# Can you guess the table top?



## reberly (Jan 9, 2011)




----------



## djg (Dec 24, 2009)

My first guess is honey locust, but I've got that on my brain for some reason.


----------



## Brink (Nov 22, 2010)

If you send it to NY, and let me work with it for awhile, I could tell you


----------



## TexasTimbers (Oct 17, 2006)

I can't see the details of the grain and bark well enough to make a guess with any degree of confidence but I'll guess Sycamore, even though that little patch of bark in the crotch doesn't look much like syc. Crotch bark doesn't always conform to it's normal self. 

If I could see the grain better I might rule that out though if there's no lace, because with it being qtr'd like that there should be some. I could see it being Honeylocust I guess but I've never seen HL look quite like that.
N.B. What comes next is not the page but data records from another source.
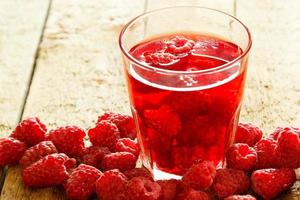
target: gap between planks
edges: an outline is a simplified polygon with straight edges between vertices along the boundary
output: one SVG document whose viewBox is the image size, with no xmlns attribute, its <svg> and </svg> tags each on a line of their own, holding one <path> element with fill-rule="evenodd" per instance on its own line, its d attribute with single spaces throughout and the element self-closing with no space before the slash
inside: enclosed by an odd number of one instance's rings
<svg viewBox="0 0 300 200">
<path fill-rule="evenodd" d="M 22 105 L 21 105 L 21 108 L 20 108 L 20 113 L 19 113 L 19 117 L 18 117 L 17 122 L 21 122 L 21 120 L 23 118 L 23 113 L 24 113 L 24 109 L 25 109 L 25 106 L 26 106 L 26 101 L 27 101 L 28 95 L 30 93 L 30 86 L 32 84 L 32 79 L 33 79 L 33 76 L 34 76 L 34 72 L 35 72 L 36 64 L 37 64 L 37 59 L 38 59 L 38 56 L 39 56 L 39 49 L 40 49 L 39 47 L 40 47 L 40 44 L 42 43 L 42 40 L 43 40 L 43 35 L 44 35 L 44 32 L 45 32 L 48 16 L 49 16 L 49 13 L 50 13 L 50 10 L 51 10 L 51 3 L 52 3 L 52 0 L 49 0 L 46 15 L 45 15 L 45 18 L 43 20 L 43 26 L 42 26 L 42 30 L 41 30 L 41 33 L 40 33 L 40 36 L 39 36 L 37 48 L 36 48 L 35 53 L 34 53 L 34 61 L 33 61 L 32 67 L 31 67 L 29 81 L 28 81 L 28 84 L 27 84 L 27 87 L 26 87 L 25 95 L 24 95 L 24 98 L 23 98 L 23 101 L 22 101 Z M 2 188 L 3 188 L 4 181 L 5 181 L 5 176 L 6 176 L 7 170 L 8 170 L 7 168 L 0 168 L 0 197 L 1 197 Z"/>
</svg>

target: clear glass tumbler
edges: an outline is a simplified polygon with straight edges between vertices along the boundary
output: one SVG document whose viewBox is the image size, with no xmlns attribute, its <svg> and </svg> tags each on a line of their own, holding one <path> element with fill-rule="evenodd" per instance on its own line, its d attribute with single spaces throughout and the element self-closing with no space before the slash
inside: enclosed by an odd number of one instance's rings
<svg viewBox="0 0 300 200">
<path fill-rule="evenodd" d="M 141 159 L 156 180 L 181 178 L 200 160 L 224 166 L 251 43 L 241 21 L 203 7 L 151 11 L 123 28 L 119 44 Z"/>
</svg>

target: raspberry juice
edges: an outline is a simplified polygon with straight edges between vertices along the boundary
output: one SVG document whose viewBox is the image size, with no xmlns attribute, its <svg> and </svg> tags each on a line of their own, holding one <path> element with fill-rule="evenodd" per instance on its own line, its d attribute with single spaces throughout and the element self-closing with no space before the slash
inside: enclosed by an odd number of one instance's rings
<svg viewBox="0 0 300 200">
<path fill-rule="evenodd" d="M 179 178 L 193 163 L 223 167 L 245 82 L 239 46 L 216 36 L 176 33 L 135 45 L 145 67 L 126 67 L 143 164 L 154 178 Z M 155 72 L 155 73 L 154 73 Z"/>
</svg>

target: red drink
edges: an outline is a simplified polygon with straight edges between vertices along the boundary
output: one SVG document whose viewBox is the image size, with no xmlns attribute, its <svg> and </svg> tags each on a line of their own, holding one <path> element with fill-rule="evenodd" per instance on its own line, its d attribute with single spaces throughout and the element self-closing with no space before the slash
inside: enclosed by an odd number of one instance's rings
<svg viewBox="0 0 300 200">
<path fill-rule="evenodd" d="M 144 165 L 176 175 L 198 160 L 221 167 L 239 116 L 246 61 L 225 65 L 241 48 L 178 33 L 151 38 L 129 53 L 148 65 L 126 68 Z"/>
</svg>

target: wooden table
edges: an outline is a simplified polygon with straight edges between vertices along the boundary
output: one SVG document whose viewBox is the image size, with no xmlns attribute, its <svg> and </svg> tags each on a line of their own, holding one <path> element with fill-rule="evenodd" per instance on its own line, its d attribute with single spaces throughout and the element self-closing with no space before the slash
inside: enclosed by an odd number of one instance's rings
<svg viewBox="0 0 300 200">
<path fill-rule="evenodd" d="M 40 117 L 49 128 L 88 128 L 105 110 L 128 113 L 121 28 L 145 10 L 187 4 L 231 13 L 252 32 L 242 120 L 265 134 L 277 125 L 299 126 L 299 0 L 1 0 L 0 136 L 26 116 Z M 299 200 L 299 191 L 284 198 Z M 0 199 L 65 197 L 59 188 L 25 188 L 12 167 Z"/>
</svg>

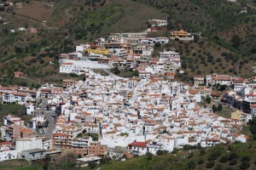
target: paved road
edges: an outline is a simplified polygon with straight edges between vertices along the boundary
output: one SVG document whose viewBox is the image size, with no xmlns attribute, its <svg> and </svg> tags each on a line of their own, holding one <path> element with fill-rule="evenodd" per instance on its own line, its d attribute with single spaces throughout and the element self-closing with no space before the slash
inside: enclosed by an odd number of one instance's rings
<svg viewBox="0 0 256 170">
<path fill-rule="evenodd" d="M 49 121 L 47 130 L 46 130 L 46 133 L 45 133 L 44 135 L 46 137 L 51 138 L 51 134 L 52 134 L 53 129 L 54 129 L 54 128 L 55 126 L 55 118 L 50 115 L 51 111 L 45 110 L 46 106 L 47 106 L 47 99 L 42 99 L 42 105 L 41 105 L 39 110 L 42 111 L 42 112 L 44 112 L 44 116 Z"/>
</svg>

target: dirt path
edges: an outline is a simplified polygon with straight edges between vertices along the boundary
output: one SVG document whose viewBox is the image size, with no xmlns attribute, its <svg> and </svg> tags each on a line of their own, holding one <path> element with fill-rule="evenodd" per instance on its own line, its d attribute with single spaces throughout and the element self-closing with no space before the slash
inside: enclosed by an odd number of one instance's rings
<svg viewBox="0 0 256 170">
<path fill-rule="evenodd" d="M 66 14 L 69 18 L 73 18 L 73 16 L 72 14 L 69 14 L 68 9 L 69 9 L 69 8 L 67 8 L 67 9 L 65 10 L 65 14 Z"/>
<path fill-rule="evenodd" d="M 51 30 L 57 30 L 58 29 L 58 28 L 55 28 L 55 27 L 52 27 L 52 26 L 46 26 L 46 23 L 39 22 L 38 20 L 27 18 L 26 16 L 22 16 L 22 15 L 19 15 L 19 14 L 11 14 L 6 13 L 6 12 L 4 13 L 4 14 L 11 15 L 12 17 L 16 17 L 16 18 L 19 18 L 19 19 L 23 19 L 23 20 L 32 21 L 32 22 L 34 22 L 34 23 L 37 23 L 37 24 L 41 24 L 46 29 L 51 29 Z"/>
</svg>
Whatever it is, you better get it sealed on all sides. With that much figure it's going to want to move and check - a lot. 







.


----------



## reberly (Jan 9, 2011)

*Mystery Wood*

Well it is not Sycamore or Honey Locust but both are great guesses. Great suggestion Texas Timbers, if you notice the white underneath, it is all the wax on the slabs stacked before it. I waxed them the day I cut them including this pair right after I took the photo.
Rich


----------